To my great joy, however, I was spared another night of tantalising speculation and dreams, for in the course of the evening Mr. Belcher called me into the parlour, and after a little friendly chat on common-place matters, introduced the subject I had so deeply at heart, and formally announced his intention of taking me altogether in Sam’s place. He didn’t go so deeply into the “secret” as I could have wished, merely alluding to the country night-work as “pertickler and private bisness,” concerning which it was confidently expected of me that I should hear and see, and say nothing, “which it’ll be made worth your while so to do,” said Mr. Belcher. “All masters wot keeps ’prentices, Jimmy—and that’s wot you are, in course, though there ain’t no writin’s to show for it—all masters has their secrets. I’ve got mine, and one of ’em I’m a-goin’ to let you into, and perwided you keep it as tight as wax, it’ll be none the wuss for you. Look at Sam; he’s had that there secret to keep, and he’s none the wuss for it, is he? Sam’s a boy wots never been without a tanner in his pocket; he’s a boy wot knows the taste of lots of wittles and drinks, wot boys whose masters carn’t put confidence in never gets a smell on. In course you understand, Jim? A nod’s as good as a wink to a blind horse, hey?”

“Quite as good, guv’nor, and better, too,” I replied, delighted at Mr. Belcher’s confidence, and none the less at Mrs. Belcher’s kindness and condescension, who was present, and more than once handed me her gin-and-water to sip.

“On the tother hand,” continued Mr. Belcher, “s’pose Sam had cut up rough? S’pose havin’ been trusted with the secrets of his master’s trade, he had kept ’em loose—gone about blabbing, you know; do you know what I should ha’ done to Sam?”

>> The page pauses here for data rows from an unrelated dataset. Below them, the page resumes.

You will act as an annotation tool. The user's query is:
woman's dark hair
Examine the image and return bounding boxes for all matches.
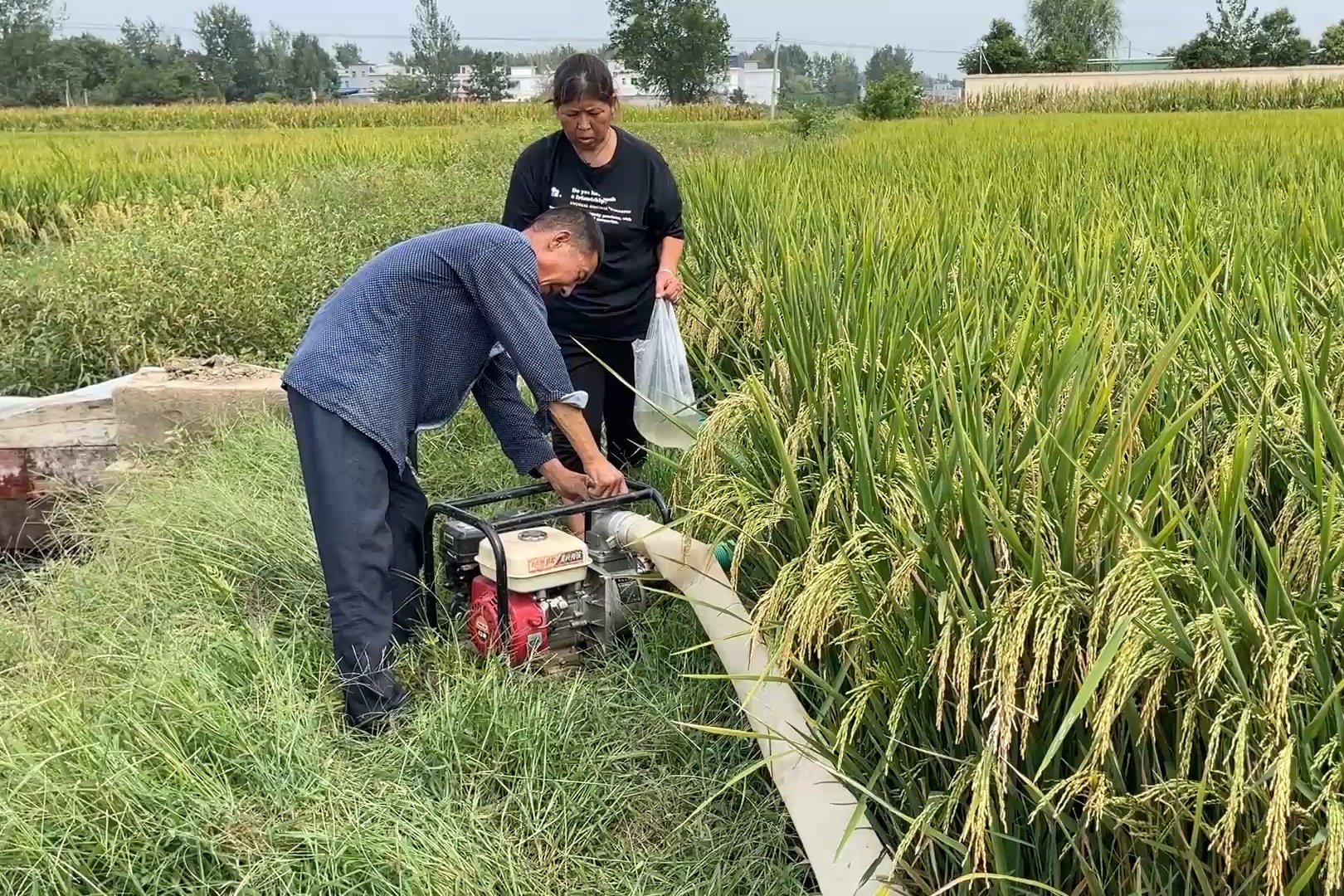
[551,52,616,108]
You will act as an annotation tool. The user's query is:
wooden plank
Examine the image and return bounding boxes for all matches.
[0,395,37,415]
[0,416,117,449]
[0,449,32,501]
[27,445,117,493]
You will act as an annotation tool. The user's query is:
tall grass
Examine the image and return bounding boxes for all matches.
[0,102,762,130]
[0,412,806,896]
[680,113,1344,894]
[0,125,772,395]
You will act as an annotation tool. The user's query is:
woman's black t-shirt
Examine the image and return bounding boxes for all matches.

Such a scowl sat on his long white face as he said this, that I didn’t know how to answer him.

“I ’spect he’d ha’ ketched it pretty hot, and serve him right, too,” I replied.

“Hot! I b’lieve yer; hotter than ever a boy ketched it yet,” responded ’Mr. Belfther, laying both his hands on my shoulders, and looking hard into my face the while; “if arter I’d trusted Sam with my trade secrets, he had gone about whisperin’ and blowin on me, I b’lieve I should ha’ killed him. I know I should. I should have felt in such a drefful rage when I heerd on it, that my first hact would have been to have took his—young windpipe, so, and have choked his—young life out on him. Don’t you think that’s wot I should ha’ done, missus?”

“I haven’t got the least doubt on it,” emphatically replied the lady appealed to.

Neither had I the least doubt of it. When Mr. Belcher said, “I should have taken him by the windpipe, so,” he slid his hands up from my shoulders, and so embraced my throat with them that the first knuckles of both his thumbs met and pressed me with a movement that at once convinced me of the ease with which Mr. Belcher could have strangled Sam, if, by his treacherous behaviour, he had merited that punishment. The expression of his eyes while he went through the pantomime of strangling a boy was alarming. It alarmed me, I must confess, although I knew that we were on friendly terms.

“’Course,” said he, “it’s a thing I shouldn’t like to be drove to, and I dessay I should be werry sorry for it arterwards; but that’s how I should ha’ served him, to a dead certainty, if he had aggrawated me. But he didn’t aggrawate me; he was a sensible, wide-awake sort of a boy, just such another as you are, and so he got all the ha’pence and none of the kicks. Enough said. I ain’t a-goin’ to let you into the trade secret now; there’ll be time enough for that when you sees what it’s like, which’ll be to-morrow night— unless the moon shines.